Invention : Décellularisation pour la médecine régénérative
Grâce au couple britannique, l’immunologue Eileen Ingham et le bioingénieur John Fisher de l’Université de Leeds, la médecine régénérative a élargi son répertoire en matière de remplacement des tissus mous. Offrant une alternative sûre pour les patients en attente de tissu pour la peau, les tendons, et les valves cardiaques, leur procédé breveté prévient les rejets du tissu du donneur par le système immunitaire.
Le corps humain
rejette naturellement les corps étrangers, y compris les implants médicaux. Le
titane s'est révélé un matériau biologiquement tolérable pour les implants
dentaires et les prothèses, puisqu'il ne déclenche aucune réponse du système immunitaire. Mais
remplacer les tissus mous comme la peau ou les tendons est resté un défi de la
médecine régénérative pendant des décennies.

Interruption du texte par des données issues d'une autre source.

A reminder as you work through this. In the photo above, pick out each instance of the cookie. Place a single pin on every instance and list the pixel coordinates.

C'est au final l'union entre les champs de la biologie et de la physique, réalisée par le couple de chercheurs, qui a permis de relever de défi. L'expertise en physique issue de la formation en ingénierie de Fisher alliée à l'expertise en biologie d'Ingham ont permis d'aboutir à un procédé de décellularisation qui intègre naturellement le tissu implantaire dans le corps du patient.

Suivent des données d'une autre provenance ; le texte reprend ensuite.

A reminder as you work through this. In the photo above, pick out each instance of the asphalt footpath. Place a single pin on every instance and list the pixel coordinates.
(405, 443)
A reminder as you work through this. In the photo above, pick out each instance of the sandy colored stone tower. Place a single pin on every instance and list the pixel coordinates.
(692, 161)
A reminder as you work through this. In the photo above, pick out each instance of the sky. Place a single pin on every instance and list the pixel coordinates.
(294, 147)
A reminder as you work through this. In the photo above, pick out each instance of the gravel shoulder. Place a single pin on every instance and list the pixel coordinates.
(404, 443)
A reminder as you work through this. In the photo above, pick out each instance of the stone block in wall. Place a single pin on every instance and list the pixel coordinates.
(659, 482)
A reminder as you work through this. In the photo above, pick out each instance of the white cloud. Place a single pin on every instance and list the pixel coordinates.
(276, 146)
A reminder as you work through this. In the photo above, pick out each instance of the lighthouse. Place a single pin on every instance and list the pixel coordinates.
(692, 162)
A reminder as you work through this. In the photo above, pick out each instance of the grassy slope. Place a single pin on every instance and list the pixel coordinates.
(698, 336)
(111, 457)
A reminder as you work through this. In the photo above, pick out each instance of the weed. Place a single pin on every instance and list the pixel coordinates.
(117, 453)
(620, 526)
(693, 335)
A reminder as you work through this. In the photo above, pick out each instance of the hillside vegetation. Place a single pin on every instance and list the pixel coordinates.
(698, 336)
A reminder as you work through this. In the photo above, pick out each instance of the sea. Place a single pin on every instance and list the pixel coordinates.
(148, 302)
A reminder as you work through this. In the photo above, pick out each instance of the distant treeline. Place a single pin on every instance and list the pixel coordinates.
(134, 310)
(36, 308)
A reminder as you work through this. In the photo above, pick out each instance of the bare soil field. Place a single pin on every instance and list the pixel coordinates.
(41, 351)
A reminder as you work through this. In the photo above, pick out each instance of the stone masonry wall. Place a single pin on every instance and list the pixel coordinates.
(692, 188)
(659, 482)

Mise sur le marché sous le nom de technologie dCELL® par TISSUE REGENIX, entreprise dérivée de l'Université de Leeds fondée par le couple, l'invention résout le problème du rejet des transplantations de tissus. Développée à l'Université de Leeds sur plus d'une décennie, elle implique de nettoyer le tissu du donateur humain ou animal pour enlever presque tout le matériel ADN ou cellulaire. Le résultat final est un échafaudage biologique, sur lequel le nouveau tissu peut se développer avec exactement les mêmes propriétés que le tissu qu'il va réparer ou remplacer.
Bénéfices pour la société
L'accroissement de l'espérance de vie, combiné avec l'augmentation des maladies chroniques comme le diabète, les maladies cardiaques et l'obésité ont de graves répercussions sur le corps humain, d'où des besoins grandissants en matière de médecine réparatrice. En réponse à ces besoins, la technologie brevetée d'Ingham et Fisher crée une plate-forme élargie pour réparer ou remplacer les tissus mous et les organes abîmés.

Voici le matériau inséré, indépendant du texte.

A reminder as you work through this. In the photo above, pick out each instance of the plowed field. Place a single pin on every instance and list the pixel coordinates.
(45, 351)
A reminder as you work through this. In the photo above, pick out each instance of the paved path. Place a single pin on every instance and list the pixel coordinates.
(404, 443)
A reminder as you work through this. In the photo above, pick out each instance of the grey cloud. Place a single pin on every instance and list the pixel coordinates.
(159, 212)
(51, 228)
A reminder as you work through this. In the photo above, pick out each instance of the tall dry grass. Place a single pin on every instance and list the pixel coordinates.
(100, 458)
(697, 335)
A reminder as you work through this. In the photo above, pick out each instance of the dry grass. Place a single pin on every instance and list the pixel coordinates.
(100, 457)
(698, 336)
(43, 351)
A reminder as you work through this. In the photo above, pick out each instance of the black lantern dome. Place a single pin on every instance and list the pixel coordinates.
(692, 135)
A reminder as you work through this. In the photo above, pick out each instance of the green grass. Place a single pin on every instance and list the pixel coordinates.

À ce jour, la technologie a eu un impact majeur sur le traitement des ulcères diabétiques. D'après les estimations, 415 millions de personnes dans le monde ont le diabète, dont 6% souffrent d'un ulcère au pied ou de blessures susceptibles de mener à une amputation ou même à la mort. La technologie a permis de créer un traitement à base de peau humaine décellularisée pour réparer les blessures associées au diabète. C'est un véritable succès commercial depuis son lancement en 2014 en Europe et aux Etats-Unis.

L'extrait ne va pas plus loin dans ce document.